Plagued with fires, mudslides and earthquakes, California is an architectural destination whose own natural environment threatens its existence on an almost daily basis. It is likely this sense of unknowability, coupled with its lack of American history relative to the midwest and east coast regions, that drew the likes of Frank Lloyd Wright, Charles and Ray Eames, Rudolph Schindler, John Lautner, and Frank Gehry to the Golden State to graft an image of modern perfectionism onto its smoldering hills and eroding coastlines.
Through sculpture, painting and drawing, the unique quality of California’s architecture is reinterpreted through a group exhibition at Tierra del Sol, a gallery in the Chung King Court in Los Angeles’ Chinatown that provides art studios and equipment for adults with developmental disabilities. The five California-based artists in Architecting California—Sylvia Fragoso, Dan Hamilton, Maria Kim, Michael LeVell and Evelyn Reyes—were selected for their differing use of materials and techniques for representing the built environment through the visual arts. Each artist is represented by nonprofit art studio programs across the state: Creative Growth, Creativity Explored, Exceptional Children’s Foundation (ECF), National Institute of Art & Disabilities (NIAD), and the Tierra del Sol Foundation.
In the tradition of California artists before them, they expound on the state’s fragile built environment with exaggerated forms. Evenlyn Reyes, for instance, presents a series of abstracted geometric shapes that recall the tall and imposing gates of private communities throughout the state. Seeing them at once in the gallery, rendered in monochrome oil pastels, is like speeding through the rolling hills of Bel Air, where little beyond the vaunted gates is visible to the passerby.

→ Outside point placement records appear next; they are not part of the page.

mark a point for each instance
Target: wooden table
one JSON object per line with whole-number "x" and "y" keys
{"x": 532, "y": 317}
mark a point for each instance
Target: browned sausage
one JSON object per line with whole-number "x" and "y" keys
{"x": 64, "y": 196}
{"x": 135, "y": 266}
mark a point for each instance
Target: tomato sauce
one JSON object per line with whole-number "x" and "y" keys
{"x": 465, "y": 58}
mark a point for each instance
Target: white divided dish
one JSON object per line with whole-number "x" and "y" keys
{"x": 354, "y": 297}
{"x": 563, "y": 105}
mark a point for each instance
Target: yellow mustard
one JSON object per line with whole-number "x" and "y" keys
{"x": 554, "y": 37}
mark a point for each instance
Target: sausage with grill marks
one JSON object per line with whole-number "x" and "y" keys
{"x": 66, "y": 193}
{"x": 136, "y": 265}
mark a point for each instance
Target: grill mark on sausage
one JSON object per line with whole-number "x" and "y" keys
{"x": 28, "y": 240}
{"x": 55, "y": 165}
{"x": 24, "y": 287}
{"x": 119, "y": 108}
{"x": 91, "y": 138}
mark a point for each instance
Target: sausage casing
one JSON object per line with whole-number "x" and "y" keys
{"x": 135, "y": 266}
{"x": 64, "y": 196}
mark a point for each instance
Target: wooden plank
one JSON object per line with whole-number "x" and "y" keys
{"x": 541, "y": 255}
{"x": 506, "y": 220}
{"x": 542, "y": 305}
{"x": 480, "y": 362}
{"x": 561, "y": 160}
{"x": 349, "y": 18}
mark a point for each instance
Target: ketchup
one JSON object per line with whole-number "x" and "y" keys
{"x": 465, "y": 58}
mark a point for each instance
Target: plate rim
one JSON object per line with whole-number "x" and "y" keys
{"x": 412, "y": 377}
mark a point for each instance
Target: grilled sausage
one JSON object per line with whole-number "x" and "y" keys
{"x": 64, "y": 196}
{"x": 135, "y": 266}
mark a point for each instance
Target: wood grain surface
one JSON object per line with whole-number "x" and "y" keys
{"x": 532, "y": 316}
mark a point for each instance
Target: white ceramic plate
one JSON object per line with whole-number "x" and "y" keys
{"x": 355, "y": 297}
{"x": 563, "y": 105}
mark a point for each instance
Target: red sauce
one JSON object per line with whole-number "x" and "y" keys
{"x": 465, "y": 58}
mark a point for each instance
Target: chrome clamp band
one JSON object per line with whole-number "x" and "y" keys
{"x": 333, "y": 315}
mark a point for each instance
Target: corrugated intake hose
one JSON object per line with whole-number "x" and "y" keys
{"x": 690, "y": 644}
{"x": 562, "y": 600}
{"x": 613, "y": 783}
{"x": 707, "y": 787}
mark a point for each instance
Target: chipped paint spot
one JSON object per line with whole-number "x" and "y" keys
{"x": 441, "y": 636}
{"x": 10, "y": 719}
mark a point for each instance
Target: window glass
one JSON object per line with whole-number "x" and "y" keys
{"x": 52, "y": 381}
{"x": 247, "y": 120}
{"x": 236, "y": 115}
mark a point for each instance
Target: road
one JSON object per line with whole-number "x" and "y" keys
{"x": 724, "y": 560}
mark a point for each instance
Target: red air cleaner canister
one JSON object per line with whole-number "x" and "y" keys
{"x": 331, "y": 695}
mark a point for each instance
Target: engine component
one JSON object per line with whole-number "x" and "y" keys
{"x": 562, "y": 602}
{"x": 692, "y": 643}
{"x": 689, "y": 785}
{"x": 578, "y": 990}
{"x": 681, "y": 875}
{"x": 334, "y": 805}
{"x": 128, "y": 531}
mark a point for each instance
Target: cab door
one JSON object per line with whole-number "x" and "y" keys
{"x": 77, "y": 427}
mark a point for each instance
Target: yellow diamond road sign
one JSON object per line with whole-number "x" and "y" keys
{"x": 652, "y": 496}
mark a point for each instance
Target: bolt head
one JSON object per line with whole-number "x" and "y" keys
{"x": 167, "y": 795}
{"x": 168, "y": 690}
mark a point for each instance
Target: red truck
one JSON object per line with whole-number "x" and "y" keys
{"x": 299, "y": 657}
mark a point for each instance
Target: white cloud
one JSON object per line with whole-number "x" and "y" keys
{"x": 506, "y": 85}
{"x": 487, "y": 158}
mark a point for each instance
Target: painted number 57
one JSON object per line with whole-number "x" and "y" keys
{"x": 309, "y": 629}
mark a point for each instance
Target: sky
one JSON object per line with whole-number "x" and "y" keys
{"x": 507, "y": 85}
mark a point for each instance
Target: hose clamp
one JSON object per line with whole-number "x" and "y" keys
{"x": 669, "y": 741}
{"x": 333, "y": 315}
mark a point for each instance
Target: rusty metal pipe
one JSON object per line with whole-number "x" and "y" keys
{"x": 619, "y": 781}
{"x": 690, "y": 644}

Dan Hamilton, on the other hand, contrasts the hardline geometry of California’s mid-century modern period with the vibrant coloration of its dingbats and shopping malls. And at the center of the gallery space are the glazed ceramics of Sylvia Fragoso that depict the cathedrals of Northern California as precarious lines of hardened clay. “[Fragoso] has honed her visual language over 30 years at NIAD,” the exhibition statement reads, “concentrating on devotional structures including towers, domes and other objects with religious iconography that express her faith.”
Though all five artists leaned toward different mediums and methods of representation, the works are all unmistakably Californian in their exuberance and raw expression.
Architecting California will be on view until September 4.